Les pays de l’ex-bloc soviétique sont souvent perçus comme un ensemble uniforme, austère et peu ouvert à la communauté LGBT. Il existe toutefois un lot de nuances, selon Solveig et Sigurd Lund, une lesbienne et un gai, frère et sœur, que Fugues a questionnés pour mieux comprendre la situation de leur pays, la Hongrie.
« Il existe encore des relents de l’époque soviétique, mais nous sommes bien plus proches des mentalités de l’Europe de l’Ouest, contrairement à la Russie et à la Pologne, qui sont encore très conservatrices. Ça fait un quart de siècle que l’URSS n’existe plus et il est temps de passer à autre chose », affirme Sigurd.
Quand on évoque un sondage hongrois révélant que les deux tiers des répondants n’accepteraient pas un gai dans leur entourage, ils attestent que le malaise relève davantage d’une peur de l’inconnu que d’une haine active. « Quand j’ai grandi, je ne voyais d’homosexuels nulle part et on entendait jamais parler d’eux, souligne Solveig, 32 ans. C’est facile de manipuler les gens, quand ils n’ont aucune référence. Je ne pense pas que les Hongrois détestent viscéralement les gais. Ce sont plutôt les politiciens et les médias qui font de la propagande négative. »
En décembre 2015, le gouvernement hongrois s’est joint à celui de la Pologne pour freiner un accord ministériel qui aurait forcé tous les pays de l’Union européenne à honorer les mariages homosexuels où qu’ils soient contractés dans l’Union européenne. Une décision qui a causé peu de remous en Hongrie, selon un ami de Solveig, Andrea Giuliano, activiste de la cause LGBT. « La communauté LGBT hongroise est trop faible pour confronter à elle seule une politique nationale sur l’égalité du mariage. Comme les politiciens démontrent peu d’égards à ce propos et que les Hongrois ne sont pas reconnus pour exprimer leur mécontentement face au gouvernement en prenant action, la communauté LGBT est encore plus isolée. »

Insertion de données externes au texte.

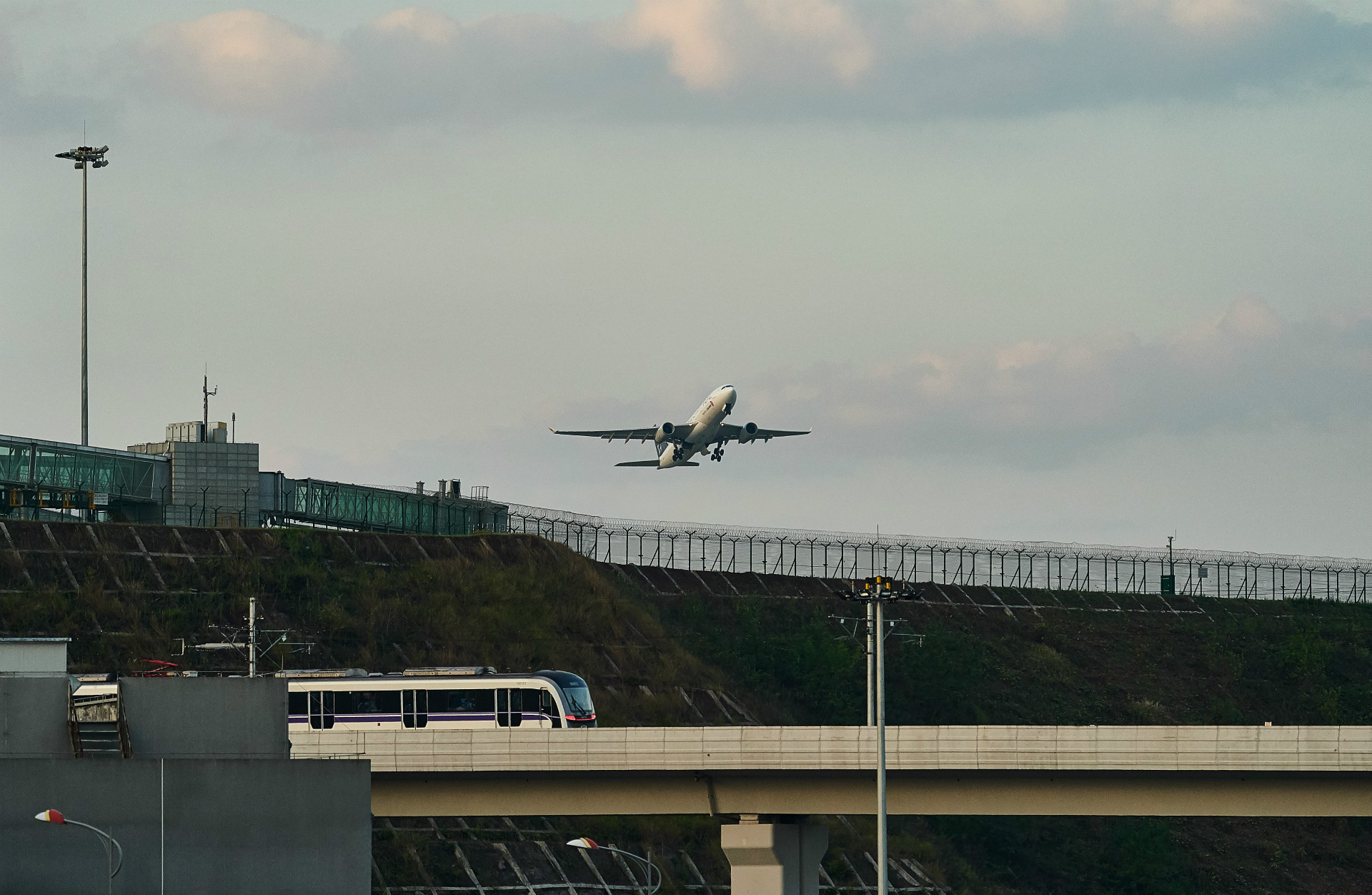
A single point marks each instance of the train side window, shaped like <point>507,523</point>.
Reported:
<point>548,706</point>
<point>509,707</point>
<point>463,701</point>
<point>322,710</point>
<point>414,708</point>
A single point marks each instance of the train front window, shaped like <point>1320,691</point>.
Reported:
<point>580,701</point>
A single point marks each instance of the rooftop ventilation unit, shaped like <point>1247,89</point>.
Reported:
<point>322,673</point>
<point>449,671</point>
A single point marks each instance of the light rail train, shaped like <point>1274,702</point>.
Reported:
<point>435,699</point>
<point>444,699</point>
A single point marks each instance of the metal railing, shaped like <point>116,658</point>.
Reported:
<point>947,560</point>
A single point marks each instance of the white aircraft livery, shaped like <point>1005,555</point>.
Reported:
<point>678,442</point>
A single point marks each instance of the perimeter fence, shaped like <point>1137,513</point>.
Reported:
<point>1039,565</point>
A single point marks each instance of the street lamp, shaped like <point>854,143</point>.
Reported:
<point>647,862</point>
<point>86,158</point>
<point>111,846</point>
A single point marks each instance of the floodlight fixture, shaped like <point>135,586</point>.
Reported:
<point>84,158</point>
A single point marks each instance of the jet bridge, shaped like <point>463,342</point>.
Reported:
<point>46,478</point>
<point>371,508</point>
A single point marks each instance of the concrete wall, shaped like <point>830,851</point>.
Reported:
<point>34,718</point>
<point>212,826</point>
<point>206,717</point>
<point>41,656</point>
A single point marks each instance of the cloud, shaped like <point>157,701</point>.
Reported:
<point>720,59</point>
<point>25,110</point>
<point>240,62</point>
<point>1043,402</point>
<point>714,44</point>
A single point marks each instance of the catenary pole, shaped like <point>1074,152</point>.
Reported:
<point>872,668</point>
<point>883,881</point>
<point>86,404</point>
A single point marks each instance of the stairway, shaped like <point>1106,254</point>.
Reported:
<point>98,726</point>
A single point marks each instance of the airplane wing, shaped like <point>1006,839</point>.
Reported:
<point>737,432</point>
<point>614,434</point>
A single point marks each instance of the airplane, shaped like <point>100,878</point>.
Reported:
<point>705,427</point>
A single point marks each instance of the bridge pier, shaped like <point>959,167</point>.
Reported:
<point>774,856</point>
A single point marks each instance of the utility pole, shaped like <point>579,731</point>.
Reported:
<point>875,592</point>
<point>205,429</point>
<point>252,637</point>
<point>872,665</point>
<point>86,158</point>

Bien que le mariage gai et l’adoption par des personnes de même sexe ne soit pas légaux, l’homosexualité a été décriminalisée en 1961 et la loi prévoit des sanctions contre la discrimination basée sur l’orientation sexuelle. Sur ce dernier point, Solveig préfère nuancer. « Je ne crois pas que les gens aient peur d’être renvoyés parce qu’ils sont gais, mais rares sont les gais et lesbiennes qui s’affichent ouvertement au travail. On n’est pas rendus là. »
Aux yeux de Sigurd, étudiant en relations internationales, le parti au pouvoir, dirigé par Viktor Orbán, a fait régresser le pays. « La Hongrie était l’un des pays le plus progressistes de l’ère postsocialiste. Nous avons légalisé l’union civile en 1996, avant certains pays de l’Europe de l’Ouest. Mais le gouvernement nous a fait faire un pas en arrière, en stipulant dans la constitution que le mariage devait être entre un homme et une femme. C’est scandaleux! J’aime mon pays, mais ça me blesse d’y penser. C’est comme si ça reflétait la mentalité des Hongrois, alors que c’est surtout une volonté politique… ».
Le frère et la sœur illustrent le clivage entre la vision de l’État et celle de la population en relatant leurs sorties du placard. « Vers 19 ans, j’ai simplement mentionné à ma mère que j’avais un copain, raconte Sigurd, aujourd’hui âgé de 25 ans. Elle a été surprise et un peu inquiète pour moi, mais on n’en parle pas. Ce n’est pas un moment charnière dans ma vie. Par contre, tout a sûrement été plus simple parce que Solveig avait ouvert le chemin. » Cette dernière croit que ses parents savaient déjà qu’elle était lesbienne, avant de l’apprendre de sa bouche. « Je leur en ai parlé à 25 ans, quand j’ai senti que c’était le bon moment. Ils l’ont compris comme ils ont compris que nos deux autres sœurs étaient hétérosexuelles. Nous ne nous sommes jamais disputés à ce sujet. Sigurd et moi leur avons présenté nos amoureux et ils les ont toujours acceptés. Ma mère ne connait rien du milieu LGBT, mais ça ne veut pas dire qu’elle soit contre les gais. »
Autre preuve que la population s’ouvre peu à peu : la présence grandissante d’hétéros durant la Gay Pride. « Avant, l’événement était seulement pour les gais. Mais depuis les attaques qui ont eu lieu en 2006 et 2007, de plus en plus d’hétéros s’y rendent. Contrairement à plusieurs pays, où le défilé ressemble à un carnaval, notre Pride est surtout un rassemblement social. Près de 80 % des participants sont des hétéros qui expriment leur soutien envers la cause.»